Хотя в основе идей Хартмана лежат понятия Я, Сверх-Я и Оно, введенные Фрейдом в 1923 г., он развивал концепции, часто значительно расходящиеся с фрейдовскими. Так, по мнению Хартмана, Я имеет две функции: одна состоит в том, чтобы развивать защиты от конфликтов, другая – более важная для Хартмана – свободна от конфликтов, он называет эту функцию «автономное Я». Автономное Я существует с момента рождения, развивается независимо от Оно, и, по мнению Хартмана, расстройства поведения индивидов есть результат большей или меньшей их неспособности адаптироваться к социальным условиям независимо от влечений. Отсюда следует, что основная функция понимаемого таким образом автономного Я – это «адаптация» к внешнему миру. Что касается либидо, то оно, по мнению Хартмана, обеспечивает десексуализацию агрессивных влечений при помощи процесса «нейтрализации», который является одной из функций, приписываемых Хартманом Я: чем сильнее становится Я, тем выше его способность «нейтрализовать» либидинальную энергию, и наоборот. На техническом уровне эго-психология уделяет основное внимание анализу сопротивления и защит, а также усилению сознательного Я, в ущерб анализу бессознательных фантазий. В этом вопросе ее подход близок к техническому подходу Анны Фрейд и ее школы. Кроме того, это течение мысли легло в основу настоящей психоаналитической социологии. Действительно, эго-психология ставит на первое место функцию адаптации автономного Я индивида по отношению к его социальной среде. Это направление было развито прежде всего Эриком Х. Эриксоном в его работе Детство и общество (1950), где он описывает развитие общественного Я с самого детства и до старости.
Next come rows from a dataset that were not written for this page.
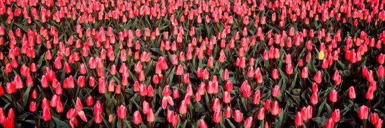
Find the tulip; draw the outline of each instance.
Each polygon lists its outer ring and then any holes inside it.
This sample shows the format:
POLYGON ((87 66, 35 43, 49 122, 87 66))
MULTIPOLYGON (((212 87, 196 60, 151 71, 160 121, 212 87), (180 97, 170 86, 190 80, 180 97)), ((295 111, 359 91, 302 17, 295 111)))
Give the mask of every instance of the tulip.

Теоретические и технические положения эго-психологии вызвали оживленные споры в Международной психоаналитической ассоциации, они привели к глубоким разногласиям, в частности, с Мелани Клейн в Великобритании и с Жаком Лаканом во Франции. Кляйн считала, что Я и объекты существуют с самого начала жизни, поэтому большие научные споры велись в особенности по вопросам о прогрессивном развитии Я, об отношениях между Я и объектами, а также о значимости бессознательных фантазий. Лакан различал Я [je] и Я [moi] (это примерно соответствует различию Я и Эго), основываясь на стадии зеркала, причем Я [je] предвосхищает понятие субъекта, которое Лакан введет позднее. Хотя Левенштайн и был его аналитиком, Лакан непрерывно критиковал взгляды эго-психологии, в особенности теорию адаптации, утверждая, что она представляет собой всего-навсего попытку американских психоаналитиков заставить своих пациентов соответствовать своим идеалам. Как писал Ален де Мижола: «Для него [Лакана] нет, кажется, иронии достаточно едкой, чтобы заклеймить приверженцев эго-психологии, и он опирается на свою теорию структурирования посредством языка, чтобы решительно поместить Я, наоборот, в область Воображаемого» (Mijolla, 2002, р. 1024).